Patients with vulvar Paget’s disease can present with inguinal or intraperitoneal lymphadenopathies without reports of vulvar symptoms. For such patients, it is crucial to obtain a meticulous history and perform appropriate physical examinations, suspecting the presence of vulvar or perineal diseases. In addition, immunostaining of lymph node biopsy specimens could help make a correct diagnosis.

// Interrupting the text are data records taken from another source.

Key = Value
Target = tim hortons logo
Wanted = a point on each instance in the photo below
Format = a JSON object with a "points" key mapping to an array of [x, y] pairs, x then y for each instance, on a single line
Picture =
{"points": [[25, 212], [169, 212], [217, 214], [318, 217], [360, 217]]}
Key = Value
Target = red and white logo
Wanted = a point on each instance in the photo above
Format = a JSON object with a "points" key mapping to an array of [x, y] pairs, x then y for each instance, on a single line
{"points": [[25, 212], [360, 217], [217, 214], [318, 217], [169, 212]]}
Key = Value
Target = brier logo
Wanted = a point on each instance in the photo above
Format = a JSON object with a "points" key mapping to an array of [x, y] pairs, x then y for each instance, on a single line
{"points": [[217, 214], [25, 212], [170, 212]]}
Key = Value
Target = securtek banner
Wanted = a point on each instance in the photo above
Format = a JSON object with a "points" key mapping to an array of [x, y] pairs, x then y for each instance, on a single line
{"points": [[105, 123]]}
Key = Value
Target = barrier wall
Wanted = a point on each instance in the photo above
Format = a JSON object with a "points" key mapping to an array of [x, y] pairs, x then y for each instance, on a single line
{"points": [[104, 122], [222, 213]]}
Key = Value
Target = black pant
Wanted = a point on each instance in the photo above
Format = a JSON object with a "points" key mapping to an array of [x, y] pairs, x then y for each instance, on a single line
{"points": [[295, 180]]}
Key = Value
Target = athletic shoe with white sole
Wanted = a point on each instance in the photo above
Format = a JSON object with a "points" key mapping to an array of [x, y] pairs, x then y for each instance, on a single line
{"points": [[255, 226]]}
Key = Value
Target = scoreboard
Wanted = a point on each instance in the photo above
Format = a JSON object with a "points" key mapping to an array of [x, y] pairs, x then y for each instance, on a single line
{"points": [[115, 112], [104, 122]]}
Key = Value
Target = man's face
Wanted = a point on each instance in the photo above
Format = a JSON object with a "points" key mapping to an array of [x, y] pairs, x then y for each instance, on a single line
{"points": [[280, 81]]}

FiguresFigure 1.. Abdominal contrast-enhanced computed tomography obtained at the first visit to our hospital in the tenth month of illness. (A) The lymph nodes in the left inguinal (arrowhead) and left external iliac regions (arrow) are enlarged. (B) Multiple lymph nodes are enhanced in the para-abdominal aortic region (white arrowheads). Figure 2.. Positron emission tomography-computed tomography (CT) obtained 2 weeks after the first visit to our hospital. The image shows high uptake in the lymphadenopathies already detected by CT, with no other lesions showing high uptake. Figure 3.. Pathological findings of the lymph node biopsy specimens of the left inguinal lymph node. (A) Hematoxylin and eosin (H&E) staining (×200) showing infiltration and proliferation of malignant cells with eosinophilic cytoplasm and round-shaped nuclei. (B) Gross cystic disease fluid protein (GCDFP)-15 staining (×100) showing that some of the malignant cells identified by H&E staining are positive with GCDFP-15 staining. Figure 4.. Gross findings of the vulvar skin lesions. Erythematous lesions with erosions spread from the area just above the clitoris, bilateral labia minora and labia majora, and left perineal area to the anus. Figure 5.. Pathological findings of the biopsy specimens of vulvar skin lesions. (A) Hematoxylin and eosin (H&E) staining (×400) showing Paget cells with bright cell bodies within the epidermis. (B) Gross cystic disease fluid protein-15 (GCDFP-15) staining (×200) showing that some of the malignant cells identified by H&E staining are positive with GCDFP-15 staining.